Bild: Entschärfte Streubombe CBU-26.
Den 14. August 1993 wird Chanthava Podbouly niemals vergessen. Die damals
33-jährige Mutter von sieben Kindern arbeitete mit einigen NachbarInnen im
Reisfeld ihres Dorfes in Ostlaos, als eine laute Explosion die friedliche
Stille durchbrach. Die Druckwelle direkt unter ihr erzeugte eine riesige
Schlammfontäne und riss sie von den Füßen. Aus den klaffenden Wunden ihres
zerfetzten rechten Beines färbte sich das Wasser um sie herum blutrot.
Chanthava konnte sich nicht mehr aus eigener Kraft aufrichten. Ihre
Nachbarinnen trugen sie ins Dorf zurück.
Auf der zweistündigen Fahrt über unwegsame Dschungelstraßen ins 60
Kilometer entfernte Provinzhospital wäre sie wegen des hohen Blutverlusts
fast gestorben. Den Ärzten blieb nur noch, das gesamte Bein zu amputieren.

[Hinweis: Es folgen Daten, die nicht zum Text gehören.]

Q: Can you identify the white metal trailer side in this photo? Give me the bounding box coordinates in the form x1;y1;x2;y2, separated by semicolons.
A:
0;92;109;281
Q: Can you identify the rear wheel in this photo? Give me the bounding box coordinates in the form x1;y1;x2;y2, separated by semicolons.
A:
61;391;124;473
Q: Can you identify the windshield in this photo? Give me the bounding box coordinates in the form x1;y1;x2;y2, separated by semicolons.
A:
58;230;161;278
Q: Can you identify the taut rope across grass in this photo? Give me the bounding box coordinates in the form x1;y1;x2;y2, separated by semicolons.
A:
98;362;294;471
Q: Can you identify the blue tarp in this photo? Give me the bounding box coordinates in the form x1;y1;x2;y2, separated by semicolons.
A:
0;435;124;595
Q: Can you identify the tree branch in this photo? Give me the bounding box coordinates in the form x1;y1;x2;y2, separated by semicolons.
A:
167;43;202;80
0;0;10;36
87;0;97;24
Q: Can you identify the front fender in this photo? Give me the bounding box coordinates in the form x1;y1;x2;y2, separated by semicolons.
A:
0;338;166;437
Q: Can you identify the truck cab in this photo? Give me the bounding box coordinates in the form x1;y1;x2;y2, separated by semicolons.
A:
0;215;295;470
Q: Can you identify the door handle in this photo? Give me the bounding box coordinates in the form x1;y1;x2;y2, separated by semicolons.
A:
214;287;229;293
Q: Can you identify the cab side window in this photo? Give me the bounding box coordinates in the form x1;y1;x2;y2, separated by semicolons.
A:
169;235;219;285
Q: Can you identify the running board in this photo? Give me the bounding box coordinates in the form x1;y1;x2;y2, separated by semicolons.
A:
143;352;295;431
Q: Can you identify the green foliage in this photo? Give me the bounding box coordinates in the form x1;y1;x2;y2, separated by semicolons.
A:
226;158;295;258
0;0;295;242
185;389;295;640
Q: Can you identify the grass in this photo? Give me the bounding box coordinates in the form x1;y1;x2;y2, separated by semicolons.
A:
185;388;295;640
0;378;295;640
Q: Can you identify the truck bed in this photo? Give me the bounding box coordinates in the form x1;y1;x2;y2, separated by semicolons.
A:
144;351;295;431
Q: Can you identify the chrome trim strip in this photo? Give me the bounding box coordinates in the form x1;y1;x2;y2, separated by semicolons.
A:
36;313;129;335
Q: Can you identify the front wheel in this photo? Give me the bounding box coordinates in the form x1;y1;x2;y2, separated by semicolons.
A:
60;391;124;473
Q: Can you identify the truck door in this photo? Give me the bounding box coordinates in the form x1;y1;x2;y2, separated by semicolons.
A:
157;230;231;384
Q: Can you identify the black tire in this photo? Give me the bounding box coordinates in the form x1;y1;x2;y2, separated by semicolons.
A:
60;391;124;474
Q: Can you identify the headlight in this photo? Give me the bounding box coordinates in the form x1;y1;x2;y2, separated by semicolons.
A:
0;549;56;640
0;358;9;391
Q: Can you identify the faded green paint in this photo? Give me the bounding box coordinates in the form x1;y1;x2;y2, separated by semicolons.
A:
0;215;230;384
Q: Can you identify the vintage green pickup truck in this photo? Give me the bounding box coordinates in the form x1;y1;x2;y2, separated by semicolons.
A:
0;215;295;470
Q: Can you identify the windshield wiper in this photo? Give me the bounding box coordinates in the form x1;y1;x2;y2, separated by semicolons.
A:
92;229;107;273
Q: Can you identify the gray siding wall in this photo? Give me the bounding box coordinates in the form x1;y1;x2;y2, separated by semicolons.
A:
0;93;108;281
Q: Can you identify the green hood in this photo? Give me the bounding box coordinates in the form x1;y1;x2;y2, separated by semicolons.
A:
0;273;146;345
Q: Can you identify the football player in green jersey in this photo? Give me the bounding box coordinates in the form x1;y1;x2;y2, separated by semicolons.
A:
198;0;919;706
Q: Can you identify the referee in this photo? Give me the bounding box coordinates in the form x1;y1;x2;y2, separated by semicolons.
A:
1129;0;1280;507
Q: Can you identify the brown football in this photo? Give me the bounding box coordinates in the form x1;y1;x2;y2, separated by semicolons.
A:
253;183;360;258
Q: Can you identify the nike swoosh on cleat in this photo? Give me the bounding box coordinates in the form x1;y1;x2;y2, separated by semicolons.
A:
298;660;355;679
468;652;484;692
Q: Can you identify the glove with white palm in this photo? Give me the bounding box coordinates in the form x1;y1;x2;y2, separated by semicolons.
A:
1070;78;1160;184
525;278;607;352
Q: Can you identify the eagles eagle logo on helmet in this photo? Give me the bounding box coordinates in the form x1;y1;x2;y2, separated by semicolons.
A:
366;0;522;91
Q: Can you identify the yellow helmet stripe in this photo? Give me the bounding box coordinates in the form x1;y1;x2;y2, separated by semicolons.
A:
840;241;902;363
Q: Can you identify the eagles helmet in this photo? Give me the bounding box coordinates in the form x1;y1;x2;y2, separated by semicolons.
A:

Um das Krankenhaus zu bezahlen, musste Chanthavas Mann Ackerland und die
einzige Kuh der neunköpfigen Familie verkaufen. Seit 17 Jahren kann sich
Chanthava nur noch auf Krücken fortbewegen und lediglich leichte
Hausarbeiten verrichten.
An der Unfallstelle im Reisfeld des Dorfes wurden später halb verrostete
Metallfragmente gefunden. Sie stammten von der tennisballgroßen Munition
einer Streubombe des Typs CBU-26. Über dem Reisfeld abgeworfen wurde diese
von US-Kampflugzeugen - laut Unterlagen des Pentagon - vermutlich im Juni
1969.
Denn Chanthavas Heimatdorf Muang Xerong in der ostlaotischen Provinz
Savannakhet liegt nur 30 Kilometer westlich der Grenze zu Vietnam und nur
wenige Meter neben dem "Ho-Chi-Minh-Pfad". Diesen Dschungelpfad, der von
Nordvietnam über Laos und Kambodscha nach Südvietnam führte, nutzten die
damaligen Feinde der USA, die nordvietnamesischen Vietkong, für ihren
Nachschub.
Gefahrenreicher Alltag
Doch von Chanthava Podbouly ist kein böses Wort zu hören über diejenigen,
denen sie ihr trauriges Schicksal verdankt. Allerdings, so sagt sie
nachdrücklich, sollten die Amerikaner "endlich ihre Verantwortung
wahrnehmen und viel mehr Geld bereitstellen" für die schnellere Räumung der
immer noch rund 90 Millionen nichtexplodierten Stück Streumunition auf
laotischem Boden und in Gewässern. Wegen dieser Altlast des Vietnamkrieges
sind Landwirtschaft und Fischfang oder das Sammeln von Pflanzen in den
Wäldern auch 35 Jahre nach Ende des massiven amerikanischen
Streubombenbombardements noch immer mit dem Risiko des Todes und der
Verstümmelung verbunden.
Die meisten der landesweit rund 300 Opfer pro Jahr sind Frauen und Kinder.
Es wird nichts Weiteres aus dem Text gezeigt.